Calling Out Will Carroll

FakeTeams

raygu points out a Will Carroll chat yesterday (and quotes from it), in which Will ranks David Price and Steven Strasburg ahead of Clayton Kershaw. Obviously, what matters most is why you’re ranking them (and that isn’t clear from the excerpt, at least), but it also goes to the role of the expert and our belief in what experts say. 

Those experts who play in the media pool have to come with new stuff all the time, because bold declarative sentences are what work best on radio and television (and in print, too, really). So they always have to be coming up with newest thing, rather than carefully tracking the long arc of the real thing as it’s happening. I’m not sure it matters whether Will has seen Strasburg play, because what we know about him is exciting (he throws harder than anyone ever, except for Sidd Finch and Paul Bunyan)  and makes for a much better story than Clayton Kershaw’s right now (young pitcher is growing into his ability, showing he belongs in the big leagues, but is not dominant and maybe he won’t be, though we wouldn’t be surprised if someday he was). 

Nick Kristoff takes a look at the efficacy of experts in the New York Times today. It’s well worth reading, especially when culling the preseason picks of us so-called experts. It isn’t that Will or Jim Callis or any other baseball expert you care to pillory doesn’t know what he or she is talking about. The problem is that whatever ability we have to forecast what will happen in the future is slight, on any subject, and so (to my mind) the discussion should be a fox-like series of explanations and equivocations. What’s possible, why, and why that might not happen. 

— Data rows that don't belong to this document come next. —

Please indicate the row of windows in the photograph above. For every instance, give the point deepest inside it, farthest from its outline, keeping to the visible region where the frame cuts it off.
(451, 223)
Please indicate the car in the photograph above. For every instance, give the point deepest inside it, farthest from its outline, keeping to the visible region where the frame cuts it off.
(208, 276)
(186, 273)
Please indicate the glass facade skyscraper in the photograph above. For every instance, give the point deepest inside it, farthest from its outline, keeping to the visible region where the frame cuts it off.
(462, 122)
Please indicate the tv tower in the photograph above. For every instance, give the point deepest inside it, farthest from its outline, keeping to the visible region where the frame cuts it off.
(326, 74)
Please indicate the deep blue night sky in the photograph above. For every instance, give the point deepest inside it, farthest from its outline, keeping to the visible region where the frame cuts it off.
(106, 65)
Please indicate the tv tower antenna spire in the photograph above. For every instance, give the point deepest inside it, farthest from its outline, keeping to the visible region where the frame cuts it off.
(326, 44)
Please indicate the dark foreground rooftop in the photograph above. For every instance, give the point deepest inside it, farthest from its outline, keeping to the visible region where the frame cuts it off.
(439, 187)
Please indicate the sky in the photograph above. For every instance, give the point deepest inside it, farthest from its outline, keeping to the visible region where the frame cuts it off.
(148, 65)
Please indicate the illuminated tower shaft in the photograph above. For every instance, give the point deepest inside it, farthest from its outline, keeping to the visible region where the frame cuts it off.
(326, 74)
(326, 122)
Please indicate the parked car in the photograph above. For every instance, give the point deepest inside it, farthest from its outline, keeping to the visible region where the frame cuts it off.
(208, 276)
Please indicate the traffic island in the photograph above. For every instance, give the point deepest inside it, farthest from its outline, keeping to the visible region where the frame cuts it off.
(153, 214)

But the world wants answers, because the entertaining bloviating of the hedgehog is seen as much more assured and credible–even though the studies Kristoff cites show they are more often wrong. Even, shockingly, the fox doesn’t know the subject and the hedgehog does.

[Ps. I don’t think Will is by nature a hedgehog. He tries to add nuance to much of what he says. One of the reason he’s been so successful, I think, is because he tells what he knows, and is usually pretty clear about what is conjecture. But in a chat or on TV or the radio, it works best to make the big statement, rather than a bunch of little nuanced ones.)